Thursday, September 2, 2010

"The Sadness She Has Left In Her Wake"


Vanity Fair has published Michael Joseph Gross' explosive new article on former Alaska half-Governor and full time grifter Winky You Betcha that's going to raise more questions about her fitness for public office -- should she graciously decide to run in 2012. Much of the article centers on her weird anger and reputation for retribution. Among the choicer nuggets:
"This spring and summer I traveled to Alaska and followed Palin’s road show through four midwestern states, speaking with whomever I could induce to talk under whatever conditions of anonymity they imposed—political strategists, longtime Palin friends and political associates, hotel staff, shopkeepers and hairstylists, and high-school friends of the Palin children. There’s a long and detailed version of what they had to say, but there’s also a short and simple one: anywhere you peel back the skin of Sarah Palin’s life, a sad and moldering strangeness lies beneath. . .

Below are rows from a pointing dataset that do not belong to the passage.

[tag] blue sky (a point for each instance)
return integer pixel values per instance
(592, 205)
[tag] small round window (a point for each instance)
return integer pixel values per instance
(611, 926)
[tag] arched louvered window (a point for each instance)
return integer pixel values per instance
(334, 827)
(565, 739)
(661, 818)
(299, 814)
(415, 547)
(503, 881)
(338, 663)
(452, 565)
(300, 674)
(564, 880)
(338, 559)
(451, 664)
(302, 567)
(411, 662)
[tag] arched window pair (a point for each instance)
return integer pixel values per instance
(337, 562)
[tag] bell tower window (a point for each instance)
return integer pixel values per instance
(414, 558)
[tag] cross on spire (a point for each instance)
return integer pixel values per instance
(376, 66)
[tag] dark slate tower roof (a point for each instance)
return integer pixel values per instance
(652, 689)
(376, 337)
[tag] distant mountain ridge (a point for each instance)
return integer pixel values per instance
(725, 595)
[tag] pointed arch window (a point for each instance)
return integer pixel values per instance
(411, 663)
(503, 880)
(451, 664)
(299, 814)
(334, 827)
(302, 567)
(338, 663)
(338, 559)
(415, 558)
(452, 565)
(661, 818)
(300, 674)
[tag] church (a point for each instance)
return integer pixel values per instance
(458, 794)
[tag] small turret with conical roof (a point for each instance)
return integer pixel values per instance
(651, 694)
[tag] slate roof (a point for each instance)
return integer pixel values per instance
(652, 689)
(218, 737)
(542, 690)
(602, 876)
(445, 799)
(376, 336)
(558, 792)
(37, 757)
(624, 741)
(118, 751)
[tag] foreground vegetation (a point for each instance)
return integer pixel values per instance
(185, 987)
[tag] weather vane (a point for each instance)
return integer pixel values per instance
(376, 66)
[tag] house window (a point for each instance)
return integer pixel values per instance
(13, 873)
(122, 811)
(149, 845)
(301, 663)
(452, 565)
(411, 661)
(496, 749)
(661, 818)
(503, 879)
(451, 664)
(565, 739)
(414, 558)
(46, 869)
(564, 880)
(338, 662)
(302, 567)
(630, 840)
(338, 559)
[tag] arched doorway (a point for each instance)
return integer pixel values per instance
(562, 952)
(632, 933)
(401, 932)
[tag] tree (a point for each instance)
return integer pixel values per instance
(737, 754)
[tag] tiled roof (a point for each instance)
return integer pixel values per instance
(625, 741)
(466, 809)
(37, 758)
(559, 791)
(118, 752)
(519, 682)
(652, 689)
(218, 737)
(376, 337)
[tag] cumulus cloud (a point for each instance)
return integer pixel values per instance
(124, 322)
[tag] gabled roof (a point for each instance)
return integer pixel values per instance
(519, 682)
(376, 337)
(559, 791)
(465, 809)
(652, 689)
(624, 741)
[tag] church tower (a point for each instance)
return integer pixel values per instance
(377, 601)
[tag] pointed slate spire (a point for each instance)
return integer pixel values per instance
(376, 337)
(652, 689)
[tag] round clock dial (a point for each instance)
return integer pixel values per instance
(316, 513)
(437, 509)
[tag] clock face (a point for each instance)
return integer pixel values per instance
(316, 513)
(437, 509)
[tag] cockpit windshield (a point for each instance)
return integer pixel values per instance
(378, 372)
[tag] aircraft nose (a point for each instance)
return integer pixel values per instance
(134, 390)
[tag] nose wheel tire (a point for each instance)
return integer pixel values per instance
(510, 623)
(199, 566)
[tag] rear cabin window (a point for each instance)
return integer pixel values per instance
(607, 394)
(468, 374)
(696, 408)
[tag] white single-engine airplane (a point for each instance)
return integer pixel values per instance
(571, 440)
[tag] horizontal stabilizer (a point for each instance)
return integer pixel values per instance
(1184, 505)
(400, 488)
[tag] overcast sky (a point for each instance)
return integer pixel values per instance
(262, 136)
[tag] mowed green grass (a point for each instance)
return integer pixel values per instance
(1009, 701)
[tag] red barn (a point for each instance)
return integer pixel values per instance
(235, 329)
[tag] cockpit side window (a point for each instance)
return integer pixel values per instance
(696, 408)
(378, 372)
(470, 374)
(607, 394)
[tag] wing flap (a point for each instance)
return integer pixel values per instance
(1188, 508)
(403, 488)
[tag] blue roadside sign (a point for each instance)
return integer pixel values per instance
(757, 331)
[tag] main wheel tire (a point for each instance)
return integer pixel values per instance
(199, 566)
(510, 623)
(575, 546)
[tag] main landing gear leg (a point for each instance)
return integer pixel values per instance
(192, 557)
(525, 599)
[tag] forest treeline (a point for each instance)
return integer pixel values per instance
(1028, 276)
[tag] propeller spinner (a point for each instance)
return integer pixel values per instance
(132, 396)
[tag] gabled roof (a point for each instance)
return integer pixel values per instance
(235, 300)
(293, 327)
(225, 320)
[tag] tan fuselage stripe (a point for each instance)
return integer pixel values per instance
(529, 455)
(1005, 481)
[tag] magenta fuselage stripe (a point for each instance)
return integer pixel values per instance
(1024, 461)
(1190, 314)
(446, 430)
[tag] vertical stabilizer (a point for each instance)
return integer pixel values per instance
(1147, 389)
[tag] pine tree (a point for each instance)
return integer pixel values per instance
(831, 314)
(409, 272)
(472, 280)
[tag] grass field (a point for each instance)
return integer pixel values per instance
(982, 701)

Palin does not always treat those ordinary people well, however—it depends on who is watching. Of the many famous people who have stayed at the Hyatt in Wichita (Cher, Reba McEntire, Neil Young), Sarah Palin ranks as the all-time worst tipper: $5 for seven bags. But the bellhops had it good in Kansas, compared with the bellman at another midwestern hotel who waited up until past midnight for Palin and her entourage to check in—and then got no tip at all for 10 bags. He was stiffed again at checkout time. . .
Palin’s former personal assistants all refused to comment on the record for this story, some citing a fear of reprisal. Others who have worked with Palin recall that, when she feels threatened, she does not hesitate to wield some version of a signature threat: 'I have the power to ruin you.'"
Read the whole article: it's a thoroughly chilling profile of a public figure who could be described as a sociopath or megalomaniac. The self-aggrandizement, the delusions, the repeated falsehoods all fit a pattern of someone who should be kept as far away from the levers of public office as possible.